Vor mehr als 10 Jahren wäre ich, angesichts der Veröffentlichung eines neuen Albums von ALL THAT REMAINS, im Dreieck gesprungen und hätte lechzend das Netz nach Singles, Songsnippets oder dergleichen durchforstet. Die Band aus Springfield waren damals DIE (Underground-) Institution in Sachen Metalcore und veröffentlichten bekanntermaßen zeitlose Meilensteine wie „The Fall Of Ideals“ oder „Overcome“. Bei den Nachfolgewerken „For We Are Many“ und „A War You Cannot Win“ machte sich dann ein Trend bemerkbar, der auf den letzten Werken gipfelte: Less Metalcore, more Stadionrock. So flog ihr letztes Album „Madness“, welches Anfang 2017 erschien, bei mir nach wenigen Durchläufen direkt in die Kiste des Grauens. ALL THAT REMAINS waren zahn-, einfallslos und langweilig geworden. Ihre unfassbare Power früherer Tage war dahin!

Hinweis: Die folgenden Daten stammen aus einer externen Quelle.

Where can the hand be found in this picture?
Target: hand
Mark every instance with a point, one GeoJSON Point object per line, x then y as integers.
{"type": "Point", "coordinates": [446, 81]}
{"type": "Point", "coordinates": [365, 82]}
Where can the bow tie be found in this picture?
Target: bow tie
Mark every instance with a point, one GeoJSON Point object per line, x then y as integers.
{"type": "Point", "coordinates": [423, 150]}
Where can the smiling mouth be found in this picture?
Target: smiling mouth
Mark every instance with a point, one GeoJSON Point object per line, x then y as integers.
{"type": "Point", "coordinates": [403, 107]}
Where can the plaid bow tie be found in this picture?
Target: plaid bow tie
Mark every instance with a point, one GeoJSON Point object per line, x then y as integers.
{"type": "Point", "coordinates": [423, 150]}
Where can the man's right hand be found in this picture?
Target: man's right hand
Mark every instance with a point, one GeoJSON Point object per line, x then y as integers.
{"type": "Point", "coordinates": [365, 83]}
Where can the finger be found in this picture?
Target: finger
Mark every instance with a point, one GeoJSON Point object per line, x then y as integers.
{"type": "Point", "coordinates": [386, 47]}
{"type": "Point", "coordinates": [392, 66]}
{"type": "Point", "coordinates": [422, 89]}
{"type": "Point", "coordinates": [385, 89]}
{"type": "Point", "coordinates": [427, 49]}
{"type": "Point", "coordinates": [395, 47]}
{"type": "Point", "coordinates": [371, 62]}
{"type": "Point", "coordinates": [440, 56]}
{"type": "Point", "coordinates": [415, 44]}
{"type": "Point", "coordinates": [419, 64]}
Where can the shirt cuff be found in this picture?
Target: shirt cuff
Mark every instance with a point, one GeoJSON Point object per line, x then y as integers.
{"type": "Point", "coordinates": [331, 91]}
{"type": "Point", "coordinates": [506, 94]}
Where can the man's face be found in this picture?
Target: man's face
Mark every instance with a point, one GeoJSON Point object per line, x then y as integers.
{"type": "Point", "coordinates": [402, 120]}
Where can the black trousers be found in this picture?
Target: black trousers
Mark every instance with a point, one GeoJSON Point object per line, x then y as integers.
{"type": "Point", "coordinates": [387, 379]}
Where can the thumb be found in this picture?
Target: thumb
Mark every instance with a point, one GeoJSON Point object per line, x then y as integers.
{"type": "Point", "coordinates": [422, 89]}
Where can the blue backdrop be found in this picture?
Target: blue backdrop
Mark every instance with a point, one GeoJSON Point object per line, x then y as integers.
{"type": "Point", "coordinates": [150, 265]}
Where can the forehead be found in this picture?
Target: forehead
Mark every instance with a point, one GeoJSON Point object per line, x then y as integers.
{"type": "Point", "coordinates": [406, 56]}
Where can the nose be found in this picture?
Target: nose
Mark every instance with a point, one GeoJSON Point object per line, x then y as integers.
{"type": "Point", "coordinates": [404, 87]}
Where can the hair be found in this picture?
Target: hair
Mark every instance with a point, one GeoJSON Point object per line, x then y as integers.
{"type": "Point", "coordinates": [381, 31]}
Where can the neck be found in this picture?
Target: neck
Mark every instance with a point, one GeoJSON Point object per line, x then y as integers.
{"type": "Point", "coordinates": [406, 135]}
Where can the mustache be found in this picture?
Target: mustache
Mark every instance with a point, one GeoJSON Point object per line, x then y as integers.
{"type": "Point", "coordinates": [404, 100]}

Dementsprechend erwartungslos näherte ich mich „Victim Of The New Disease“ und wurde anfangs wiederum enttäuscht. Der Opener „Fuck Love“, bereits in Vorfeld als erste Single veröffentlicht, ist zwar ein übler, in Deathmetalmanier runtergeknüppelter Nackenbrecher, der allerdings auch uninspiriert und höhepunktslos durch die Boxen ballert. Warum hat man einen derartig langweiligen Song an den Anfang eines Albums gesetzt, welches danach richtig Fahrt aufnimmt und zu den besten Outputs der letzten Jahre von ATR gehört?
Das direkt folgende „Everything´s Wrong“ ist nämlich einfach nur Midtempo-Metalcore-Champions-League. Fette Gitarrenarbeit, Groove und ein Phil Labonte in Höchstform – So will man die Amerikaner hören. Weitere Highlights kommen mit „Blood I Spill“, welches als ein Bonustrack von „The Fall Of Ideals“ durchgehen könnte, das treibende „Misery In Me“ oder „Wasteland“ als brachialer Kopfnicker. Auf letztgenanntem demonstriert der oben angesprochene Frontmann endlich wieder seine Ausnahmestellung als Vokalakrobat, der in Sekundenschnelle vom Growlen über Schreigesang auf zuchersüße Melodien umschalten kann. Mega!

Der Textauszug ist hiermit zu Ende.